Mark Ralston/AFP/Getty Images
Gang interventionist the Rev. E. Winford Bell hands out peace message ribbons to motorists in Compton, Calif., on May 28. He is founder of the Silver Lining of Hope Crusade.

David Kennedy details how Operation Ceasefires truly reduced the killing in fractious city neighborhoods
Sunday, December 18, 2011
By Diana Nelson Jones, Pittsburgh Post-Gazette

Billions of dollars are poured into an unwinnable war on drugs. Gun violence has thinned the ranks of black men, and prisons have claimed others in alarming proportions.
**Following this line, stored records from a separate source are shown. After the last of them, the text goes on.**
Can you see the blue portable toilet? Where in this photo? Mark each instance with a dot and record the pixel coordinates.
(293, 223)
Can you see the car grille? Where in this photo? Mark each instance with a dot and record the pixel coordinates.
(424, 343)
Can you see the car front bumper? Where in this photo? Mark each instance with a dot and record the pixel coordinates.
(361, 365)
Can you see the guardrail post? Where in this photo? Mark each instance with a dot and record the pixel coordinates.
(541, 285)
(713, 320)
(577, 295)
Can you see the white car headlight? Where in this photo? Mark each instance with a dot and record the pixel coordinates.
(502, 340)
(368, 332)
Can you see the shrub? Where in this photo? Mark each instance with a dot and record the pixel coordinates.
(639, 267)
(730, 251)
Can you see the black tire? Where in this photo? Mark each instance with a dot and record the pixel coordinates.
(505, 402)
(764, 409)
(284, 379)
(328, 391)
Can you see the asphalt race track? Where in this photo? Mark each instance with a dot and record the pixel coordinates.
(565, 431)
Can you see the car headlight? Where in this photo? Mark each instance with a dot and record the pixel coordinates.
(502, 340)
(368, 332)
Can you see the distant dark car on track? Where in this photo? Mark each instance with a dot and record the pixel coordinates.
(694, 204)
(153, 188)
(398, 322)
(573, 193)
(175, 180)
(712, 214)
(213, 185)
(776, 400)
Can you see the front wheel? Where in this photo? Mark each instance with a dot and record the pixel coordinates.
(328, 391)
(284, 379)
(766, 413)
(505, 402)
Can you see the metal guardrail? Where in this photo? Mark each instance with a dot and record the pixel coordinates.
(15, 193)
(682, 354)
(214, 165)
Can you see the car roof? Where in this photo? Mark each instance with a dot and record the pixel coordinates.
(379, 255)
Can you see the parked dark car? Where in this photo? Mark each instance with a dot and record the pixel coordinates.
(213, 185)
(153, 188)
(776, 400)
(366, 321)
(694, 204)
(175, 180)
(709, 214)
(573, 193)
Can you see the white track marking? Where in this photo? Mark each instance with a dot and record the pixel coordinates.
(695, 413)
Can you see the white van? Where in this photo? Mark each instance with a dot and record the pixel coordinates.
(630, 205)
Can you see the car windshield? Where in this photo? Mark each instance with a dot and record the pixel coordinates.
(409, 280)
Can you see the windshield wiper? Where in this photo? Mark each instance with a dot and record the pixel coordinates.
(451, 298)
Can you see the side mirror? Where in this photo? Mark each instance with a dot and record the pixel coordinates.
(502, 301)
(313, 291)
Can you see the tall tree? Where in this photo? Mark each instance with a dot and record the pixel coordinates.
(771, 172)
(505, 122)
The intertwining of the two has become inextricable, and the result seems unsolvable.

In "Don't Shoot: One Man, A Street Fellowship and the End of Violence in Inner-City America," David Kennedy describes how the problem is solvable. His method has proved effective in city after city that wrestled together a collaboration of city officials, police departments, district attorneys, federal drug agents, probation and parole officers, ministers and street volunteers. Their secret ingredient? Reason.

The program, which piloted in Boston in the 1990s, became known as Operation Ceasefire. It was taken to Stockton, Calif.; Minneapolis; East St. Louis, Ill.; Baltimore; Cincinnati; Richmond, Va.; and many other cities that include Pittsburgh, where collaborations began in 2008.

It works this way: After the law enforcement team has run its data, collected its evidence and videos and connected the dots on who the players are, they call in the players for a meeting. They promise not to arrest anyone; in fact law enforcement wants to prevent one more arrest.